И она опять села, трясясь от театрального возмущения.
— Сударыня, — сказал Сальва, — мы имеем дело с исчезновением человека, профессора Стэндапа, и самые скудные сведения смогут нам помочь его отыскать. Дело в том, что профессор Стэндап работал над переводом «Жития», того самого, об обнаружении которого вы рассказали одному из журналистов «Стампы». Откуда вы взяли эти сведения, ведь они должны были оставаться секретными?
Она заворковала:
— Ах, профессор, если бы я не знала вашего… как это сказать… я бы страшно рассердилась. А «Стампа», Господи, да ведь это газета… вы понимаете… Некоторые сведения необходимо сообщать прессе. Мой муж, его превосходительство, и я, мы знаем, как это нужно делать.
— Сударыня, извините, что я настаиваю, но кто вас поставил в известность об обнаружении документа?
Она заволновалась, от чего зашевелились и зазвенели украшения на ее роскошной груди.
— Не давите на меня! Здесь в посольстве стены имеют уши. Как человеку становится известным то или это? Сведения приходят и уходят. Надо просто держать уши открытыми, вот и все.
— А почему вы решили, что ваш долг пойти и сообщить «Стампе» об этом открытии, которое, на первый взгляд, совсем не должно было вас интересовать?
— О, профессор, мы с мужем, его превосходительством, очень интересуемся всеми замечательными открытиями. И если я кое-что сообщила вашей «Стампе», то сделала это, по-видимому, совершенно случайно. Да разве я помню, как это произошло? Кто-то что-то сказал мне, я — ему, не вижу в этом ничего удивительного.
Мореше, до сих пор не участвовавший в разговоре, вдруг произнес:
— Уважаемая госпожа, мне кажется, мы с вами уже встречались в Варшаве у нашего общего друга, киноактера Воджеха Гаса.
— О, действительно! Это наш большой друг и постановщик фильма, который мой муж, его превосходительство, и я представляли на фестивале в…

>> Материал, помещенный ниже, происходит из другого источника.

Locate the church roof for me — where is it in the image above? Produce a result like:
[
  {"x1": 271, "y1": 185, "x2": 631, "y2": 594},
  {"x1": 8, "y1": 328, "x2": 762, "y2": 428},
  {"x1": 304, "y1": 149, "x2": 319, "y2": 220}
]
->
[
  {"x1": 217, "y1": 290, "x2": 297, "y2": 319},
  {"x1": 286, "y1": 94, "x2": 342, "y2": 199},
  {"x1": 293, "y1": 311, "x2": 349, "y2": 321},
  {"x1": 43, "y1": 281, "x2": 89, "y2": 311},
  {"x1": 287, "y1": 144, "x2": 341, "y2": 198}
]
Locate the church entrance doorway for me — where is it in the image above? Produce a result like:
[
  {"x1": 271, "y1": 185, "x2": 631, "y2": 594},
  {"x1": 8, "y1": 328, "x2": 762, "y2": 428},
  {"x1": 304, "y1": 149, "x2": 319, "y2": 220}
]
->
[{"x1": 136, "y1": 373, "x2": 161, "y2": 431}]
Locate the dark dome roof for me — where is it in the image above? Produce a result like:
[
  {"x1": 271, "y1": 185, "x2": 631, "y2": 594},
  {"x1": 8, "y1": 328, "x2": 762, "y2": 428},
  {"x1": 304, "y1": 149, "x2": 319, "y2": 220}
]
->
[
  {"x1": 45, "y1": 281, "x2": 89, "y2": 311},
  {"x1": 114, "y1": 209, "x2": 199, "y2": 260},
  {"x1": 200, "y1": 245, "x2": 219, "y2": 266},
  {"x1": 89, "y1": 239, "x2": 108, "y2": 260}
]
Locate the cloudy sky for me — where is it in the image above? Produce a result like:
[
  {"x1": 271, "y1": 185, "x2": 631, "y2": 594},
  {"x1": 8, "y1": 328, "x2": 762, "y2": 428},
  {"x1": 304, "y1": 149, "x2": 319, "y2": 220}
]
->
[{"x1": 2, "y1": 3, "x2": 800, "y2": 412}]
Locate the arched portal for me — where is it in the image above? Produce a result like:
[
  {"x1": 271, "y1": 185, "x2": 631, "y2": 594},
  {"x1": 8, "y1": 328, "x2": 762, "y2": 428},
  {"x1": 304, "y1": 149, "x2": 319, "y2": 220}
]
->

— На фестивале в Гданьске, сударыня.
— Правильно! Вы знаете Польшу лучше, чем я.
— Я люблю Польшу, сударыня.
— Вы, французы, большие друзья Польши. Когда мы с мужем, его превосходительством, жили в Кракове и принимали кардинала Войтылу, сегодня Его Святейшество, у нас всегда было много французских друзей, и кардинал, сегодня Его Святейшество, любил говорить на их языке и считал, что Франция — это самая старшая дщерь Церкви, а за ней следует Польша.
— Сударыня, — снова вступил в разговор Сальва, — если мы убедим вас, что Его Святейшество в опасности, согласитесь ли вы открыть нам, кто рассказал вам о существовании «Жития святого Сильвестра» и почему вы сочли нужным сообщить об этом «Стампе»?
— Его Святейшество в опасности? — воскликнула Кокошка, и на этот раз она не играла. — Но кто же осмелится поднять руку на Его Святейшество? На человека такого колоссального, исполненного чувства долга и доброты?